Graph of rate of distance of light against rate of transpiration:

0
Rate of transpiration/cms-1

0
Dark room (0cm) 50cm 25cm

Distance at which light was placed/cm

Analysis of graph:

As can be seen from the graph the general trend shows that as the distance is decreased,
therefore as light intensity increases the rate of transpiration also increases. The graph
also shows the large rise in rate of transpiration from 0.000278 cm/s to 0.000833 cm/s as
light was introduced as compared to a dark room with no light. The rate of transpiration
increases three-fold for half the distance, from 0.000833 cm/s at 50cm to 0.002500 cm/s
at 25cm; this shows the drastic effect that light intensity has on the rate of transpiration.

Conclusion:
From the experiment and data collected it can be concluded that there is a definite
relationship between light intensity and the rate of transpiration. Supported by the data it
can be said that the greater the light intensity, the more the distance travelled by the air
bubble and hence the greater the rate of transpiration. From the data we see that the
results where the light was placed at a distance of 50cm and 25cm were much larger than
those in the room light and dark room showing that light is one of the major factors that
effects transpiration. These results prove my hypothesis to be right as there was an
increase in the rate of transpiration as light intensity was increased. However, in the dark
room transpiration did occur which could be as a result of external factors.

Evaluation:
Strengths:
The experiment was conducted in fair conditions and the controlled variables were kept
constant throughout so I feel as though the experiment yielded quite accurate results. The
constant decimal point reading for the distance travelled also allowed for more precise
readings and therefore a more precise calculation for the rate of transpiration. The plant
used had large undamaged leaves which meant that the rate of transpiration was uniform
and no external factors were affecting it.

Limitations:
One of the biggest limitations of this experiment was the amount of trials conducted,
which was only one, this left more room for systematic and random errors which could
not be picked out as there were no other values for comparison.

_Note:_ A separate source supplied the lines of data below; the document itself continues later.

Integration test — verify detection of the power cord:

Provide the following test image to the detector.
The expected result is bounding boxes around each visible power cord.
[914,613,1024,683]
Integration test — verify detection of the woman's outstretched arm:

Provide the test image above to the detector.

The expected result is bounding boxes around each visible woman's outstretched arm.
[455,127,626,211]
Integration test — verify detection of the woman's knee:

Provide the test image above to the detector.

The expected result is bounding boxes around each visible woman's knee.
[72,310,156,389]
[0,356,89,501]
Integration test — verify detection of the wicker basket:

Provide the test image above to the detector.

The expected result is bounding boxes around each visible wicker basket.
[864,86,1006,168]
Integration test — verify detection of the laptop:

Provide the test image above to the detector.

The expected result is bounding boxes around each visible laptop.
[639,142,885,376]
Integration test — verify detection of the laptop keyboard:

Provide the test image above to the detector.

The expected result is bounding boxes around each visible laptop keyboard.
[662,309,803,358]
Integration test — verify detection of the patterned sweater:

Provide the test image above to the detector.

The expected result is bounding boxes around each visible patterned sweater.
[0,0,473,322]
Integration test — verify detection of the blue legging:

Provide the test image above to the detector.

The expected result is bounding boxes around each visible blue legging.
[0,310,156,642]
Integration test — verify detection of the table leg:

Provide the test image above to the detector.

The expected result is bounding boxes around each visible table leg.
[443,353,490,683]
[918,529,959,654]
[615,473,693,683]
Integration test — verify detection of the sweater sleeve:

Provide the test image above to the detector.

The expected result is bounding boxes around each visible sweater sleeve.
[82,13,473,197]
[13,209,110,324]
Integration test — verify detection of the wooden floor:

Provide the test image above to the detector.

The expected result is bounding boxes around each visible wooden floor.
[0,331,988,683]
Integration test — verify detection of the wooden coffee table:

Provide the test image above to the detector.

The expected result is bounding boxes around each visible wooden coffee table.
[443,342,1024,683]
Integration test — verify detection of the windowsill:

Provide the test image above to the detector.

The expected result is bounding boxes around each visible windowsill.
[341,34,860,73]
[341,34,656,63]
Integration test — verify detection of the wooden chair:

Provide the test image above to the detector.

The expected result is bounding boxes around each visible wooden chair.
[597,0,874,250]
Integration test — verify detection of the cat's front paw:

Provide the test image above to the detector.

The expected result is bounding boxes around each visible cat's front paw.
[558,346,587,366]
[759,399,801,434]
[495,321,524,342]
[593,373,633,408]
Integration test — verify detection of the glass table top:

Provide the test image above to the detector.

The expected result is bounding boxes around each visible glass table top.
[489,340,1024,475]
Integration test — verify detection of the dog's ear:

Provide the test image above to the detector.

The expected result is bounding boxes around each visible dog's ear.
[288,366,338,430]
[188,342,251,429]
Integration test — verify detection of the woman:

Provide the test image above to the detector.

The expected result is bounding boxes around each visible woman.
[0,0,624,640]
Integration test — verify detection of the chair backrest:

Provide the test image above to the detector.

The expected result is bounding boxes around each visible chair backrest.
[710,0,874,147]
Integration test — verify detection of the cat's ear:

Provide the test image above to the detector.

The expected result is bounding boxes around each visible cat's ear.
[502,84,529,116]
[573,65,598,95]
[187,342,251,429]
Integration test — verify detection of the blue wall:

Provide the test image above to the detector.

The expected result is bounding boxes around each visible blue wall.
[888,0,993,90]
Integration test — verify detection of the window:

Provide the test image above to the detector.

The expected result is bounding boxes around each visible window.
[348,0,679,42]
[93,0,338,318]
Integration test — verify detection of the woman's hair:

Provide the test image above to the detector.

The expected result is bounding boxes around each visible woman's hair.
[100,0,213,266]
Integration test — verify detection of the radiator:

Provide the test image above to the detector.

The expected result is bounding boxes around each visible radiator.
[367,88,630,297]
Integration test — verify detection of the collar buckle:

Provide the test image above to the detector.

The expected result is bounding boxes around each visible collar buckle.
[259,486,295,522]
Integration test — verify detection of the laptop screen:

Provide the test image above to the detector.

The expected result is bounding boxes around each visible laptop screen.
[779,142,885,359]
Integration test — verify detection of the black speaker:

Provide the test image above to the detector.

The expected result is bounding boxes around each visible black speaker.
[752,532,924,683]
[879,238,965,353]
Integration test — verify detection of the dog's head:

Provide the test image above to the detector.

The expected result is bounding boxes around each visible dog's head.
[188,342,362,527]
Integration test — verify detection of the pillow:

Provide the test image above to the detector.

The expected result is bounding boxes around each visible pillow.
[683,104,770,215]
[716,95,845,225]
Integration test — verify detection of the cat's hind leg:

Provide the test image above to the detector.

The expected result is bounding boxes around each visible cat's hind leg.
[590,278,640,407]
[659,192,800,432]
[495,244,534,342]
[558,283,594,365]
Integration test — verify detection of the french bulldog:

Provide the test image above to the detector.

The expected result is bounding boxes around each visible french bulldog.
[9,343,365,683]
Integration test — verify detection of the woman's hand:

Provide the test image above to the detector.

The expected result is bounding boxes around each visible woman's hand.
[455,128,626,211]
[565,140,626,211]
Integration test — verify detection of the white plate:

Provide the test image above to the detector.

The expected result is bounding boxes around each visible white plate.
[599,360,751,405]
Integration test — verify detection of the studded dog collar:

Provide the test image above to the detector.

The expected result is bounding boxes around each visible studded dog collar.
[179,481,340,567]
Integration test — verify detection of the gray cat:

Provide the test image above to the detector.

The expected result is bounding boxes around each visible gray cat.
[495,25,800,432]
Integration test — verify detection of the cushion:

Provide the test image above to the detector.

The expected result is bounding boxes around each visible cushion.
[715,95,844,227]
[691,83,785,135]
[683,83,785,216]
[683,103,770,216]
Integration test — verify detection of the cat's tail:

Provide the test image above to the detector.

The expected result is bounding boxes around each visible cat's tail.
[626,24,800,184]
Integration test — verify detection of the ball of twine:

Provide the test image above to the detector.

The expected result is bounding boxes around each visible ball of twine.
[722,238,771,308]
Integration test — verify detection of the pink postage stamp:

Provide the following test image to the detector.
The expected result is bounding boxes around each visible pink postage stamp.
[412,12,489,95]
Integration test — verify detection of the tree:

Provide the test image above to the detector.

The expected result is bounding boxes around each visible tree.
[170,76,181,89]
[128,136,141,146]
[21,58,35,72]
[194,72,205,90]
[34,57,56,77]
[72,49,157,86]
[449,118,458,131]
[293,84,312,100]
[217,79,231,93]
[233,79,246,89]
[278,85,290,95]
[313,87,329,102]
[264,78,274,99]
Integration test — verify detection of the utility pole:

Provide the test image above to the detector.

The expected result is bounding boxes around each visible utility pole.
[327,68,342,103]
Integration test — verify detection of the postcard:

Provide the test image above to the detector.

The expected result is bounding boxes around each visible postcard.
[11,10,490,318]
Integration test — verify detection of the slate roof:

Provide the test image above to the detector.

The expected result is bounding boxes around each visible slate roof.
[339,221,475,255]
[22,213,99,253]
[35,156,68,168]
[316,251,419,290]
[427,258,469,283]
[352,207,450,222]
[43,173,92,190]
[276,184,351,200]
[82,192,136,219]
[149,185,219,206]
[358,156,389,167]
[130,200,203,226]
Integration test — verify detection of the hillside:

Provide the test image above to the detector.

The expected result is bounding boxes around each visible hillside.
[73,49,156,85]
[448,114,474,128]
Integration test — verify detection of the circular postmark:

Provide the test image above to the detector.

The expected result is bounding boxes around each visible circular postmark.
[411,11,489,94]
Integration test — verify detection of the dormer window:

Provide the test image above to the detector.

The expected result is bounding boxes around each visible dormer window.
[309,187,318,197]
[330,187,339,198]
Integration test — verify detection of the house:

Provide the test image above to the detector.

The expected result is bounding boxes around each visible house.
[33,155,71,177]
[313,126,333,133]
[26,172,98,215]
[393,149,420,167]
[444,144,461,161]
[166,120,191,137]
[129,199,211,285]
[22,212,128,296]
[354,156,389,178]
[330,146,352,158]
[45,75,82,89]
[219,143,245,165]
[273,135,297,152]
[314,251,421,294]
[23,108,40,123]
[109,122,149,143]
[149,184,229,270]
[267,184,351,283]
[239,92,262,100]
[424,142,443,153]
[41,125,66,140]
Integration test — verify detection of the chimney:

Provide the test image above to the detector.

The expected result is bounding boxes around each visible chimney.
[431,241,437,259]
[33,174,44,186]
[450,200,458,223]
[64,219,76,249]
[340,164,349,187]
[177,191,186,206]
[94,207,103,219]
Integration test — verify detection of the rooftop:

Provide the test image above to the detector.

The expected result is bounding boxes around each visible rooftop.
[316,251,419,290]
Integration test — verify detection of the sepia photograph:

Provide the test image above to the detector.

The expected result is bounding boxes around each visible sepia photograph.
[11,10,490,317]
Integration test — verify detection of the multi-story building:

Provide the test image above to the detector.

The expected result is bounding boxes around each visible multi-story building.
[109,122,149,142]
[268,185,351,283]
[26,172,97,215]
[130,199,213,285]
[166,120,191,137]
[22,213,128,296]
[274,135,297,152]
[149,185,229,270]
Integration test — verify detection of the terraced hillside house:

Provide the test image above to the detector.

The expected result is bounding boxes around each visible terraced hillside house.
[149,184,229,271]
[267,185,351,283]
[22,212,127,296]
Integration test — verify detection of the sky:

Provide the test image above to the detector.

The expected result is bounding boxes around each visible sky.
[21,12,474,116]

This greatly reduced the
accuracy and reliability of the results. Another limitation was the use of a phone light to
view the distance travelled by the air bubble in the dark room which may have interfered
with the results, causing transpiration to occur. The readings could be taken to more
decimal places to further increase accuracy. There were also only 3 different light
intensities that were measured as the room light was used as a control.

Improvements:
The next time this experiment is conducted, more trials should be conducted in order to
reduce random and systematic errors and make the result more accurate with the
calculation of an average distance moved for each light intensity. More light intensities
could be used, varying the distance of the lamp. Different coloured lights (using filters)
could also be used as a variation to light intensity, to test the effect on the rate of
transpiration. In the dark room, the reading could be taken at room light, by removing the
photometer from the dark room so there is less light intensity as compared to the phone
light reducing the chances of transpiration occurring.